- Culture
- 01 Dec 03
Lydia Mulvey, Wexford
I have some homework for you. Instead of watching Eastenders or heaven forbid, The Late Late Show, I want you to watch the adverts. I mean, really scrutinise and analyse them. Then tell me how many of those ads use sex to sell their product.
I’d bet my granny that at least three quarters of them contain some sort of sexual content. Something that makes you sit up straight and go, “Ooh, did she just wipe the end of that gravy boat with her finger and then lick it off suggestively?” Or, “Wow… I’d really like to eat that chocolate biscuit off his buns of steel.”
Sex sells everything from soft drinks to softening fabric conditioners. It’s turning the advertising world into a soft porn industry. Turning sex into a commodity.

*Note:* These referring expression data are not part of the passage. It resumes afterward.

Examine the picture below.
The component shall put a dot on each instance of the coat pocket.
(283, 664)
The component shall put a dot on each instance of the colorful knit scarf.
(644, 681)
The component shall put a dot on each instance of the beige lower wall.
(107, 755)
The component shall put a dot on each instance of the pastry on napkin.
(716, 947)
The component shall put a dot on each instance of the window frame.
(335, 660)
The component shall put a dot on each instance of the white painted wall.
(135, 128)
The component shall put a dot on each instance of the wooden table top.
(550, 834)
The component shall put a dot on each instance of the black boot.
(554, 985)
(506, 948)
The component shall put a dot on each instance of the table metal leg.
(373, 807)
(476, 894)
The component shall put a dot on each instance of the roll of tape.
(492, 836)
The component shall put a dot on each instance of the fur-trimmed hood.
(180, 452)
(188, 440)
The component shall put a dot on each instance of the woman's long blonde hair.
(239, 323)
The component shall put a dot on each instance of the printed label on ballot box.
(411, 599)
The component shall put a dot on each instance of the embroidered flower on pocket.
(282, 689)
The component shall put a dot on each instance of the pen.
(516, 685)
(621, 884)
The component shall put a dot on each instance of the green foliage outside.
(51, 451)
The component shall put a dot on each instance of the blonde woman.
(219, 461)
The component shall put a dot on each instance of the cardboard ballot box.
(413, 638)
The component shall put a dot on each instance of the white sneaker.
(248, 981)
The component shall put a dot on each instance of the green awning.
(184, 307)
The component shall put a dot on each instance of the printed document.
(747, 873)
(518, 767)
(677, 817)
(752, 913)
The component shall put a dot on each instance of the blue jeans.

This, in turn, is breeding a generation of neurotics. Last year I had a conversation with a man from the United States who had so far gathered 250,000 signatures on a petition that implored his government to ban breastfeeding because he felt it was improper to stick such a sexual object into a hungry infant’s mouth.
I asked him if he thought it was improper to stick such a sexual object into a starving Third World infant’s mouth. An infant that has no source of food other than what his mother’s malnourished body can provide. He didn’t reply.
So in the fact of a nuclear explosion of sexual innuendoes and the resulting fallout of increased sexual awareness, why do Irish people sell themselves short when it comes (no pun intended) to sexual matters?
It’s guilt. Good old fashioned Catholic Guilt and the lesser known Sexual Performance Guilt (also known as Reading Too Many Women’s Magazines Guilt). It doesn’t matter which altar you worship at; sex is going to be an issue.
Catholic Guilt: Don’t have sex before you get married. Sexual Performance Guilt: Don’t fall asleep until your girlfriend has had at least three mind-blowing orgasms. Catholic Guilt: Masturbation is almost as much of a sin as killing a human being. Sexual Performance Guilt: You’re not worthy of your man’s love unless you own 17 different sets of matching underwear and a wardrobe full of leather gear including a full bondage kit. You get what I mean.
It’s time for people to shed these unrealistic ideas. Healthy consensual sex includes the above but not all the time. It lets you deposit lots of credit at the self-esteem bank. It expresses your love for someone if you’re in a relationship and shows your pulling-power if you’re single.
There are so many hang-ups and worries about how sex always has to be meaningful and earth-shattering and three hours long. I blame Sting. And his wife.
Really, whether you’re in a committed, monogamous relationship, a single free-agent, or somewhere in between, it’s whatever works for you. And if it doesn’t work, try something else. I’ve heard Tantric Sex is good. Just ask Sting.